1: The Day the Tramp Came

2: Fruit and Flower Show Day

3: A Day of Visitors

4: The Day of the Wreck

No footage remains of this programme, as all of the episodes were aired live and never recorded for posterity. The only existing visual record today of the show consists of still photographs.

Duncan's "Jan's Journal" columns were published in three compilations volumes: "Jan's Journal", "The Blue Fox" and "Jan at the Blue Fox", described by the New Cambridge Bibliography of English Literature as one of a series of “articles and stories on country themes rptd [reported] from the Evening Standard.”

== Selected bibliography ==

- The Blue Fox (1951)
- Jan at the Blue Fox (1952)
- Jan's Journal (1954)

== Personal life ==
Duncan in one of his autobiographies claimed that his father was the illegitimate son of the last Crown Prince of Bavaria, Rupprecht and Julia Wertheimer. Duncan and his partner Rose Marie Hansom moved to Devon in 1939 and married in 1941. Hansom was an artist who illustrated a number of his works. She was a member of a family of successful architects and engineers including Joseph Hansom the inventor of the eponymous horse-drawn cab. They had a daughter Briony who went on to become a successful sculptrice and a son, Roger who became a lawyer. Duncan died in Bideford hospital, Barnstaple, Devon, England, on 3 June 1982.

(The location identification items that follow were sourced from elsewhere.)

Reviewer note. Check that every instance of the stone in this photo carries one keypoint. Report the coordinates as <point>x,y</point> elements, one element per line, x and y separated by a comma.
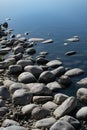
<point>26,77</point>
<point>42,99</point>
<point>46,77</point>
<point>82,95</point>
<point>54,86</point>
<point>21,97</point>
<point>40,89</point>
<point>9,122</point>
<point>82,82</point>
<point>14,69</point>
<point>82,114</point>
<point>73,121</point>
<point>66,107</point>
<point>4,93</point>
<point>74,72</point>
<point>45,123</point>
<point>24,63</point>
<point>54,63</point>
<point>27,109</point>
<point>34,69</point>
<point>48,41</point>
<point>58,71</point>
<point>60,98</point>
<point>39,113</point>
<point>62,125</point>
<point>50,106</point>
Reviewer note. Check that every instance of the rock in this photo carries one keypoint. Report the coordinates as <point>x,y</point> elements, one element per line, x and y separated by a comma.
<point>14,69</point>
<point>82,82</point>
<point>35,70</point>
<point>39,113</point>
<point>16,86</point>
<point>45,123</point>
<point>9,122</point>
<point>26,77</point>
<point>31,51</point>
<point>4,93</point>
<point>21,97</point>
<point>3,111</point>
<point>41,60</point>
<point>58,71</point>
<point>46,77</point>
<point>27,109</point>
<point>60,98</point>
<point>50,106</point>
<point>54,86</point>
<point>82,114</point>
<point>40,89</point>
<point>82,94</point>
<point>48,41</point>
<point>62,125</point>
<point>18,49</point>
<point>65,108</point>
<point>69,53</point>
<point>74,72</point>
<point>24,63</point>
<point>35,39</point>
<point>54,63</point>
<point>74,122</point>
<point>42,99</point>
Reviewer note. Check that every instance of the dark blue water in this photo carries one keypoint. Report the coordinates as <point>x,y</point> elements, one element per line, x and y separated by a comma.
<point>56,19</point>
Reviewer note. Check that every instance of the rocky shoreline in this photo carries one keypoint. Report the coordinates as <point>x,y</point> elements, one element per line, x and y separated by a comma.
<point>30,97</point>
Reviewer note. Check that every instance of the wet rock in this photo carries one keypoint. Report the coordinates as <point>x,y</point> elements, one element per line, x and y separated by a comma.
<point>45,123</point>
<point>46,77</point>
<point>82,114</point>
<point>14,69</point>
<point>50,105</point>
<point>54,63</point>
<point>54,86</point>
<point>65,108</point>
<point>60,125</point>
<point>42,99</point>
<point>39,113</point>
<point>9,122</point>
<point>21,97</point>
<point>60,98</point>
<point>26,77</point>
<point>35,70</point>
<point>24,63</point>
<point>27,109</point>
<point>74,72</point>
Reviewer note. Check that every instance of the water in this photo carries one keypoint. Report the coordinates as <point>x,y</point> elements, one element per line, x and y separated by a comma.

Duncan was a keen horseman and breeder of Arabian Horses on his farm in Devon. Duncan was co-promotor along with his friend Michael Ansell of one the UK's oldest long distance equestrian competitions, the Golden Horseshoe, created by the British Horse Society in 1965. The first edition covered 50 miles across Exmoor from Malsmead and finished at Duncan's farm in Welcombe.